Since the Strip shooting, I have had many MGM employees come out of the woodwork to talk to me. Days ago, I met in-person with members of MGM’s security personnel. They called me and requested a meeting.

They told me a story of a company that is filled with disgruntled employees, faulty equipment and guards who have no training for a crisis. They say nobody still has any idea what to do in case of emergency.

Here are a few highlights of our conversation:

MGM security personnel are “undermanned, underpaid, under-trained.” That’s a quote direct from security supervisors.

My sources say because MGM is heavily in debt and trying to save money, and because executives see security as a department that “produces no profit,” MGM made decisions to savage the security budget.

Most members of MGM security are disarmed. Only supervisors have weapons — and they are in their offices or the control room. If there’s trouble, the guns are far away. That leaves unarmed guards unable to defend guests or themselves for long periods of time. Guards feel helpless.

There is a petition at this very moment from MGM employees demanding guards be armed because employees do not feel safe at work.

Security guards are so upset they are planning to try to unionize at MGM properties.

Media critics have asked why security guard Jesus Campos was sent alone to the 32nd floor at Mandalay Bay. Because of budget cuts and severe understaffing, MGM guards are almost always sent alone on calls.

At its properties, MGM has lots of guards on the casino floor but often has only three guards on duty for thousands of guest rooms. Unarmed guards.

Many critics have wondered why police were not quickly called after Campos was shot. My sources say calls to police are always a last resort at any MGM property. They never want police involved. They want no public record of incidents at MGM properties.

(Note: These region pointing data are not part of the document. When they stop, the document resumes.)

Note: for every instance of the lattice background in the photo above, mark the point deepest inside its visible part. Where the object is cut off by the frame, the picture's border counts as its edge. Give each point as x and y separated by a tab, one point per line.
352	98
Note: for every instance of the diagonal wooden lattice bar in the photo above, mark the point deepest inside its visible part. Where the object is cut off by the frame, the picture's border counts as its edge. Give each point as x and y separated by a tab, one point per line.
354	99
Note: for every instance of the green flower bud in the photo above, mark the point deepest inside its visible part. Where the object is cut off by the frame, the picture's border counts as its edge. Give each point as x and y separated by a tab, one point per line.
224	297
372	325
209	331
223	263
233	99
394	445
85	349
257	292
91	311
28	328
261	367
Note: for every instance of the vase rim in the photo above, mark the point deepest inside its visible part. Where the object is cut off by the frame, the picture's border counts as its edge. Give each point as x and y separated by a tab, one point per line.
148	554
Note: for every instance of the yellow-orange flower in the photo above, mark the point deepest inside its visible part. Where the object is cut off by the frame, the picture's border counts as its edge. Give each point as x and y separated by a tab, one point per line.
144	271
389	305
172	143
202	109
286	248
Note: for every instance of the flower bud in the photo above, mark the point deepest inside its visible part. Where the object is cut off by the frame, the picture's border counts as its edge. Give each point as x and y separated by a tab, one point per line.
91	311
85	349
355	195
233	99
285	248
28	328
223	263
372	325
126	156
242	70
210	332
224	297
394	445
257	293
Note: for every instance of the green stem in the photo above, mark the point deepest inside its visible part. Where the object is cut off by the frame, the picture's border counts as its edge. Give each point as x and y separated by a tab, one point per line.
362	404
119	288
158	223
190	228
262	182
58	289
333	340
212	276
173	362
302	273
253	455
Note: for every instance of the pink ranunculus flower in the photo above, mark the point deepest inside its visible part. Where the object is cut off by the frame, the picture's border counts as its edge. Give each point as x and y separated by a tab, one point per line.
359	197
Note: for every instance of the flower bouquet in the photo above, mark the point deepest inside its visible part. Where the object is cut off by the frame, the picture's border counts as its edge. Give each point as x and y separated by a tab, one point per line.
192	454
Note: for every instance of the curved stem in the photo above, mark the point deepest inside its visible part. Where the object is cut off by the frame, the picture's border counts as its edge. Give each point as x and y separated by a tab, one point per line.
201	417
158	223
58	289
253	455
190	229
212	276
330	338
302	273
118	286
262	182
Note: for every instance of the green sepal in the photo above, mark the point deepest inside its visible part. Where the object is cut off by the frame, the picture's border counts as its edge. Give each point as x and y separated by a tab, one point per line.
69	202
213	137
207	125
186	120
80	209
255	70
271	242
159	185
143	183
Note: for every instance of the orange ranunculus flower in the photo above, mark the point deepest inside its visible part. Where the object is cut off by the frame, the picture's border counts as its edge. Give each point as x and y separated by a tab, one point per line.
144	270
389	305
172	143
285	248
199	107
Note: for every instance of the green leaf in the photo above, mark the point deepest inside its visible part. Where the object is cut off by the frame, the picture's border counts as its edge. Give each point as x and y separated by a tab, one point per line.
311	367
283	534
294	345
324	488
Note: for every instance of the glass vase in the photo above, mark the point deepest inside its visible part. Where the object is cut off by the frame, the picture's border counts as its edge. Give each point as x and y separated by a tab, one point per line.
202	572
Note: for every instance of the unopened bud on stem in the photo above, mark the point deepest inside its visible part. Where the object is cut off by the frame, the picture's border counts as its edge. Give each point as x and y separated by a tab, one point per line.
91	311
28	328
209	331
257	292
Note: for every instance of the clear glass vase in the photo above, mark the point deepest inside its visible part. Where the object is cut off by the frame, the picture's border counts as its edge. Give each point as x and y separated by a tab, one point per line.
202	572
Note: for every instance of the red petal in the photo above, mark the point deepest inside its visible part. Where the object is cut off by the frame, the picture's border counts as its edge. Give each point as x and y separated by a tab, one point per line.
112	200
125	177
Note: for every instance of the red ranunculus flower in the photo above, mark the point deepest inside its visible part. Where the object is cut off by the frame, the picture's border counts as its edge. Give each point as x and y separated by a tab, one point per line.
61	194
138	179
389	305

Secondly, they report MGM security has cheap, faulty equipment. Their radios are the worst problem. They often don’t work or suffer “dead zones” all over the hotels. Campos may have been unable to reach his supervisors for crucial minutes. He may have been forced to use his personal cellphone.

Contrary to public perception, there are no cameras in hallways. And none in the stairwells, either — meaning a shooter could quickly escape to the street without video images.

High rollers such as Stephen Paddock are treated as untouchables. Security personnel cannot question them for fear of being instantly fired.

My sources say the shooter likely studied Mandalay Bay. He knew the shift-change times. There is a shift change at 9:59 p.m. The shooting took place around 10 p.m. It’s a time of mass confusion.

Incredibly, members of MGM security have never been trained for mass shootings or terror attack scenarios. No one had any idea what to do. My sources say they still don’t.

MGM has no TAC team (a SWAT tactical team for emergencies). Wynn has a TAC team. Wynn has been training for a mass casualty scenario since 2015. MGM is just starting that training now.

The timeline for the shooting is not easy to establish. Yes, traffic on MGM radios (when they work) is recorded. But it’s very hard to retrieve and piece together accurate timelines.

MGM’s own security supervisors and employees painted this picture for me. It’s an eye-opener.